Une autre solution existe, et elle fut envisagée par le gouvernement tel-éribain selon nos sources.
Elle serait d'envoyer un bâtiment militaire tel-éribain avec chaque navire litonien.
La dépense serait élevée, mais le symbole serait fort et présent.
Bien que Tel-Érib n'ait pas signé les sanctions économiques car il avait prévu les représailles des alliés de la Tchoconalie, il reste un état fortement allié à l'Océania.
Si chaque flotte de MTA était escortée par des navires de guerre tel-éribains, le Danareeth se risquerait-il à intervenir et détourner les bateaux litoniens ?

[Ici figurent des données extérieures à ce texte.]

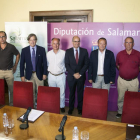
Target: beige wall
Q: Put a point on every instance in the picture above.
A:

L'on peut imaginer que non.
L'incident diplomatique serait trop grand.
De même, les possibilités d'escalade jusqu'à la guerre seraient trop présentes.
Et une nouvelle guerre de blocs apparaîtrait.
Le Danareeth serait-il protégé avec autant de ferveur que la Tchoconalie alors que ses relations avec les pays du monde sont faibles et que ses ressources pétrolières sont inexistantes ?
Sa seule raison d'être protégé aux yeux de l'OPS est sûrement l'uranium qu'abrite son territoire.
Quels alliés de Tel-Érib prendraient le chemin de la mer de Vicasud pour l'aider ?
La Ménovie, l'Océania, le Lito sans doute.
D'autres pays comme les royalistes pourraient intervenir pour montrer leur opposition à l'OPS.
Mais les plus gros pays, du Kaiyuan au Raksasa, n'interviendraient pas – ou pas du bon côté pour ce qui est de l'empire musulman, sûrement.
L'inaction actuelle des pays libéraux tels que le Liethuviska et le Wapong empêchent d'espérer beaucoup de renfort de ces pays-là.
La situation, plus que dangereuse pour la paix mondiale, est donc bien comme elle est.
C'est sûrement ce qu'aura pensé le gouvernement tel-éribain, préférant l'action diplomatique à l'action militaire pouvant mener à la guerre.
Car la recherche de la préservation de la paix est toujours d'actualité dans la diplomatie tel-éribaine, et c'est bien pourquoi le pays a adhéré à la Ligue Souverainiste.
L'objectif est de contrer l'OPS, qui sans opposition dépasserait toutes les limites et s’apparenterait en permanence à l'URKR.
Noir, Froid, Puissant et Inhumain, sa puissance serait telle que nul ne pourrait l'arrêter et que les catastrophes du Viek Kong, du Pelabssa, du Mahaji, de l'Haturu, du Makengo et de nombreux autres territoires seraient courantes.
Les sanctions envers MTA ne sont pas à prendre à la légère.
Elles ont, comme la plupart des actions diplomatiques, un potentiel de discorde très élevé.
La réaction tel-éribaine doit être adaptée à cette dangerosité et au lien unissant Tel-Érib et le Lito.
Un exercice extrêmement difficile, s'il est nécessaire de le préciser.